What should you look for?

  1. The N+1 problem
  2. Querying too much unnecessary data:
    • Filtering fetched data in code instead of in your queries.
    • Aggregate fetched data in code instead of in a query (count/sum/averages/min/max/etc)
    • Fetch fields without using them (look up big text fields or tables with a lot of columns)
  3. Use joins instead of multiple separate queries.

Optimize query processing time.

Fine-tune condition evaluation with indexes

Imagine you have a table of users containing ID, name, and birth date. Your app has a search function for all the users who have a Birthday today. Usually, the database will scan the table data row by row and filter all the records with this birthday. Imagine this table has 1M records.

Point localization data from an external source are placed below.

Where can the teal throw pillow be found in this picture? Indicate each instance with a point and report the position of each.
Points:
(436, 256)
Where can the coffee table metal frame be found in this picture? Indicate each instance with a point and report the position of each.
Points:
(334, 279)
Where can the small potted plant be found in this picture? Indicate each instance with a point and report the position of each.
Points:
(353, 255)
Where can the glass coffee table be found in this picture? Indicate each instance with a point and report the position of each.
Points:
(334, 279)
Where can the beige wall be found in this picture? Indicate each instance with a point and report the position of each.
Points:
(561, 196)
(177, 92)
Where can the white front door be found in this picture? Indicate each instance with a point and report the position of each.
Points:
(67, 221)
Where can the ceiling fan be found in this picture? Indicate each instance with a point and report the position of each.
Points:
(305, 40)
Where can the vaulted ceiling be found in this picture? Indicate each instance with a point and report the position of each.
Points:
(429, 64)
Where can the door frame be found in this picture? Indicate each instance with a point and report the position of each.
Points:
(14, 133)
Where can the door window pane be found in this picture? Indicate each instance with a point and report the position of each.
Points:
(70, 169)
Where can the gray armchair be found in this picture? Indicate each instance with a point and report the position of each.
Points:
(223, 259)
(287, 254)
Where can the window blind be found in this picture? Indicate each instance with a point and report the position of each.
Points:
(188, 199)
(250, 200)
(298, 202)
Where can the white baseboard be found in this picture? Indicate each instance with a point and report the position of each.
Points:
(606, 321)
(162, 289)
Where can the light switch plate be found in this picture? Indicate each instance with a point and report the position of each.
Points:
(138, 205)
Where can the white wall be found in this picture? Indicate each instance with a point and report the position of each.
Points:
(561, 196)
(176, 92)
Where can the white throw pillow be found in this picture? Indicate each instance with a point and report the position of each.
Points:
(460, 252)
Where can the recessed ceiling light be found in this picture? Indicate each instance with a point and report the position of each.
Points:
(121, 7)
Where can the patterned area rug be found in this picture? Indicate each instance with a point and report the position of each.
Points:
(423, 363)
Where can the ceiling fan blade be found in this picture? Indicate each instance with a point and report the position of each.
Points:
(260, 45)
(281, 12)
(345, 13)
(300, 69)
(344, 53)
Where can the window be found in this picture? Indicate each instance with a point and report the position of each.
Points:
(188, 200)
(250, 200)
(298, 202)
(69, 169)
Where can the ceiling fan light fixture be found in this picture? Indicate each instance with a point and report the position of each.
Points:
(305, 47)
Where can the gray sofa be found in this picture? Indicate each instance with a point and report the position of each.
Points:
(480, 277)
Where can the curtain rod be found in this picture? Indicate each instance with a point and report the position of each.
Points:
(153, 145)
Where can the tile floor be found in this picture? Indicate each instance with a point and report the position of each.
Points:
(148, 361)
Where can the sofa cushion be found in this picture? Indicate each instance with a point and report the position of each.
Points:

Indexes are like a sidecar to your tables; they contain a "table of contents" in various data structures, so when you query data, it will be possible to access the records without scanning all table content. The index contains the data of one or more of your columns, but instead of using a list to hold the data, it uses other data structures like trees and a hash table and divides the column value into different parts so the search will be faster. full table scan is O(n), while index scan usually is O(Log(n)) or O(1), depends on the index.

So now, instead of scanning the entire table to find users with a birthday, it checks the index, gets pointers for the records in the table (or, more accurately, to the exact pages in the filesystem), and then retrieves the data.

To understand why indexing is crucial, what to index, and what kind of indexes are available, you can read here.

Fine-tune data fetching with Partitioning

If you deal with big data and need more than indexing, partitioning the data will let you only query the relevant portion. For example, if partitioning the data by "Year," you will query only data from 2024, and all 2023 won't be retrieved from the storage if you haven't explicitly asked for it (partition is like a different storage unit). If most queries are in filtering by 2024, it will dramatically enhance your query performance.

Partitioning has overhead in maintenance, and it can lead to a spike in lock manager waits and negatively impact user query performance. Increasing smaller tables and multiple indexes and partitions can generate many locks per query, causing contention problems.


Based on my experience, focusing on these 6 pillars can significantly enhance the performance of the application by 80-90%, even before implementing any additional solutions such as caching, rewriting specific parts of the application in more performant languages, dividing into microservices, or using NoSQL.